Early this morning, a federal judge ordered Michigan to ignore a statutory two-day delay and start its recount in the presidential election by noon today. Judge Mark Goldsmith held a three-hour hearing yesterday and burned the midnight oil to issue his order after its state election officials scheduled the start of the recount for Wednesday. Does this mean that Michigan will actually conduct a full recount? Well … it’s complicated:

A federal judge early Monday morning ordered a recount of Michigan’s presidential ballots to begin at noon on Monday, and for the state to “assemble necessary staff to work sufficient hours” to complete the recount by a Dec. 13 federal deadline.

Lawyers for Green Party candidate Jill Stein urged the action in an emergency request, and U.S. District Judge Mark Goldsmith held a rare Sunday hearing in federal court. It lasted three hours, and Goldsmith issued a written opinion just after midnight on Monday morning.

Goldsmith said a state law requiring a two business day waiting period to start the recount likely violates voting rights. Stein has shown “a credible threat that the recount, if delayed, would not be completed” by Dec. 13 — the federal “safe harbor” deadline to guarantee Michigan’s electoral votes are counted when the electoral college meets on Dec. 19.

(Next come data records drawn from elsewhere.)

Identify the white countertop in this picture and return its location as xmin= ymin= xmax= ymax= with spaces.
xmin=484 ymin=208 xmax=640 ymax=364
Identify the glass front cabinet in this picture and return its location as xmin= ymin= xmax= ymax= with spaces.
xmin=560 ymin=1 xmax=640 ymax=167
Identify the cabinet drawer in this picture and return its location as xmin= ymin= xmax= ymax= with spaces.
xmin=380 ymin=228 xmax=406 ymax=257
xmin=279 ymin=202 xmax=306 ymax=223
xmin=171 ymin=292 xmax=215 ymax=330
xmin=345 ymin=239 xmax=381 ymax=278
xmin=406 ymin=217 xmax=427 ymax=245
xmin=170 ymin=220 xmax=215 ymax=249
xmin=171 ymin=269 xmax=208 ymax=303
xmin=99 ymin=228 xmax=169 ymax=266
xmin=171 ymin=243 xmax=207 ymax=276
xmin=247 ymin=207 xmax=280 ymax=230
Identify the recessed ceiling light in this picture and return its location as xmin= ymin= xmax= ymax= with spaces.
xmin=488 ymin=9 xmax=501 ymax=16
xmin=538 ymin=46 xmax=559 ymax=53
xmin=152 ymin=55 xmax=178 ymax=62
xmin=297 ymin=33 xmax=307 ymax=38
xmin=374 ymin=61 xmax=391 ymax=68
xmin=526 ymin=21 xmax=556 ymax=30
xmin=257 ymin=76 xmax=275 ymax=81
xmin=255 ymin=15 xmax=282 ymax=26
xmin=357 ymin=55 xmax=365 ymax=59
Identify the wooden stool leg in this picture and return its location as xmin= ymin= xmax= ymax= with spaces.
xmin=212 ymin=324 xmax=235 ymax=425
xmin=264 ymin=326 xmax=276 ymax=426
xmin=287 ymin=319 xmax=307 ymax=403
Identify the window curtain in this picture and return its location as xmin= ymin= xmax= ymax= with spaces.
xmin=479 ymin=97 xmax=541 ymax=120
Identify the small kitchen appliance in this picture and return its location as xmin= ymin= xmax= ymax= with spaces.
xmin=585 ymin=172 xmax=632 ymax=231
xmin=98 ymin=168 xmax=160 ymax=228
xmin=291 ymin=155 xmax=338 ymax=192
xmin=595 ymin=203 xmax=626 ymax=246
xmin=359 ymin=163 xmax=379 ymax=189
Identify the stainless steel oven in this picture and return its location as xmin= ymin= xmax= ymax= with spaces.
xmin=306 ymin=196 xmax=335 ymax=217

So the recount is on, right? Probably. Stein’s lawsuit challenged the two-day delay in a recount that state election officials had already agreed to conduct. The delay is to allow a court challenge to the Board of Canvassers to be heard, but Goldsmith’s action has probably mooted that anyway. While the specific challenge was to the two-day delay, Goldsmith’s hearing went into the broader issues of the recount and challenges to Stein’s demands.

Still, two scenarios are still possible that might stop the recount. One, a state court could overrule the Board of Canvassers and halt the recount, although Goldsmith’s order makes it appear as though that would have to happen before noon ET. Two, the 6th Circuit could overrule Goldsmith in whole or in part. That might be a bit more likely, as Stein’s attorneys admitted that a Wednesday start wouldn’t necessarily endanger the state’s ability to meet the safe-harbor deadline for the Electoral College. Notably, the state testified that it had already certified its slate of electors, so that the only risk would be if the election outcome changed and they had no time to get a new slate certified before time ran out in the Electoral College.

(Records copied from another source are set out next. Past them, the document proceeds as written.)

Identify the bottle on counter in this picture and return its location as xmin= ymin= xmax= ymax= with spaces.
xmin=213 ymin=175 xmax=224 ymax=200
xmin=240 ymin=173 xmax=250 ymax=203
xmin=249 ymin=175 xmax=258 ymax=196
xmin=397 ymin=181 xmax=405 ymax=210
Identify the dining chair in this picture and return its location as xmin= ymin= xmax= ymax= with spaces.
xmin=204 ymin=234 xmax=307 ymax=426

The upshot is that the recount is probably going to take place, but it’s unlikely to matter much. Trump won Michigan by 10,704 votes out of 4,799,284 cast. That’s a margin of 0.223%, which sounds tiny until one realizes that recounts generally tend to make changes only a tenth of that size — roughly 0.022%, as happened in Florida in 2000 and in Minnesota’s 2008 Senate recount.

That’s about the margin in Wisconsin’s recount so far, too. Their Day 4 update shows that the recount is just past a third of the way complete, and the changes are not exactly dramatic. In fact, Trump has extended his 22,177-vote lead slightly:

In Michigan, a 0.0264% change would move 1,267 votes — nowhere near enough to make a difference in this election. Michigan’s also the closest election of the three states in which Stein has filed recount demands. They are exercises in futility based on nothing but unspecified and unsubstantiated claims. Coming from a fourth-place candidate who barely outpolled the margins she’s challenging, they’re also exercises in absurdity.